Plusieurs diocèses ont dû se déclarer en faillite à la suite de
ces accords, qui évitent les procès publics.
Régulièrement secouée par des affaires
d’agressions sexuelles commises par le clergé et couvertes par la
hiérarchie depuis les révélations du Boston Globe dans
la région de Boston (Massachusetts) en 2002, l’institution a
assuré à plusieurs reprises avoir changé ses pratiques dans la
gestion des prêtres coupables de pédophilie. Une charte pour la
protection des enfants et des jeunes adoptée en 2002 par la
conférence des évêques prévoit notamment la dénonciation
obligatoire des faits aux autorités civiles, la suspension du
présumé coupable de ses fonctions, l’accueil et l’écoute des
victimes…
Lire aussi : Pédophilie
dans l’Eglise : en Irlande, la lenteur des investigations a
exacerbé la colère des victimes
Pourtant, confrontés à de nouvelles critiques
après le rapport accablant issu des investigations du procureur
général de Pennsylvanie en août et les accusations portées
contre l’ancien archevêque de Washington, Theodore McCarrick, les
évêques américains ont annoncé le 19 septembre de nouvelles
procédures de protection et de sanction.

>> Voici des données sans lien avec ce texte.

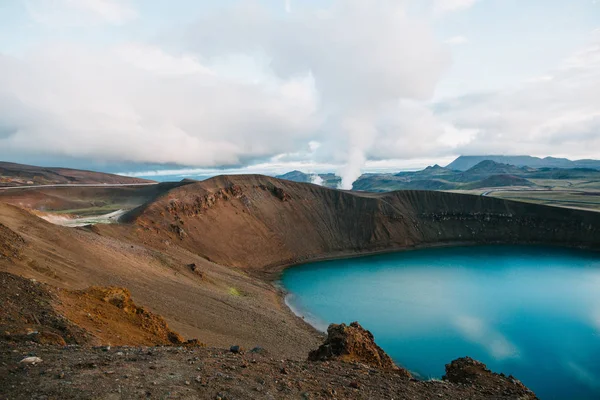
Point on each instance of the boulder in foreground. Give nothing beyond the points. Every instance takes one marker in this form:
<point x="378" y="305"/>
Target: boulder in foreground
<point x="469" y="372"/>
<point x="353" y="343"/>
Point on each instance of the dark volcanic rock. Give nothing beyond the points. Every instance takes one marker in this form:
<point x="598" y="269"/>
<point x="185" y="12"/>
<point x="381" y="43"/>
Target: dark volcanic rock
<point x="466" y="371"/>
<point x="353" y="344"/>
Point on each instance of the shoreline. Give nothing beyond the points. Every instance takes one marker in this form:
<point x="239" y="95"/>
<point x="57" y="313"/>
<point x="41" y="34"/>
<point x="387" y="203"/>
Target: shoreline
<point x="272" y="273"/>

Soupçonnés de
s’autoprotéger, ils s’engagent désormais à associer une
« tierce partie » au processus de réception des
plaintes contre les prélats. Ainsi, une ancienne juge fédérale
vient d’être nommée par l’archevêque de New York conseillère
spéciale sur ces affaires. Un code de bonne conduite, apparemment
inexistant jusqu’à présent, sera rédigé pour aider les évêques
à mieux gérer les cas de pédophilie ou d’abus sexuels sur
majeurs.
Soucieux de démontrer l’ampleur des progrès
réalisés, selon eux, dans le traitement de ces affaires depuis une
quinzaine d’années, les responsables de l’Eglise catholique
mettent régulièrement en avant le travail réalisé à leur
demande par les chercheurs du John Jay College of Criminal Justice.

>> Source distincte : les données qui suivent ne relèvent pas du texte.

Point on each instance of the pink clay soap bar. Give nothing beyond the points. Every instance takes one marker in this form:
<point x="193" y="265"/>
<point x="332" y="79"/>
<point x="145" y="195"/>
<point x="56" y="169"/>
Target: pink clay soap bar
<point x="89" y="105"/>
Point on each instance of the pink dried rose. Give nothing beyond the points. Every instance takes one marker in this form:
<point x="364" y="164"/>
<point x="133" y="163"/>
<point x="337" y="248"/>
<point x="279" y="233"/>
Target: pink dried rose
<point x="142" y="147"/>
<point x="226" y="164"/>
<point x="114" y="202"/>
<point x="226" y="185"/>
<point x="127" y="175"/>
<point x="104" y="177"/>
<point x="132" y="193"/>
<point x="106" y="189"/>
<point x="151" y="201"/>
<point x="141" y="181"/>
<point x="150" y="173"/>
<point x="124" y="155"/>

En 2004, ce rapport universitaire, qui faisait le point sur les
milliers d’accusations relevées entre 1950 et 2002, avait montré
que la majeure partie des faits allégués s’étaient produits
dans les années 1970 et 1980. Le Center for Applied Research in the
Apostolate, un centre de recherche catholique, a de son côté
comptabilisé 302 plaintes entre 2004 et 2017.
A la suite du rapport publié en Pennsylvanie,
sept Etats américains ont lancé des enquêtes similaires dans
plusieurs dizaines de diocèses. La plupart se sont engagés à
collaborer.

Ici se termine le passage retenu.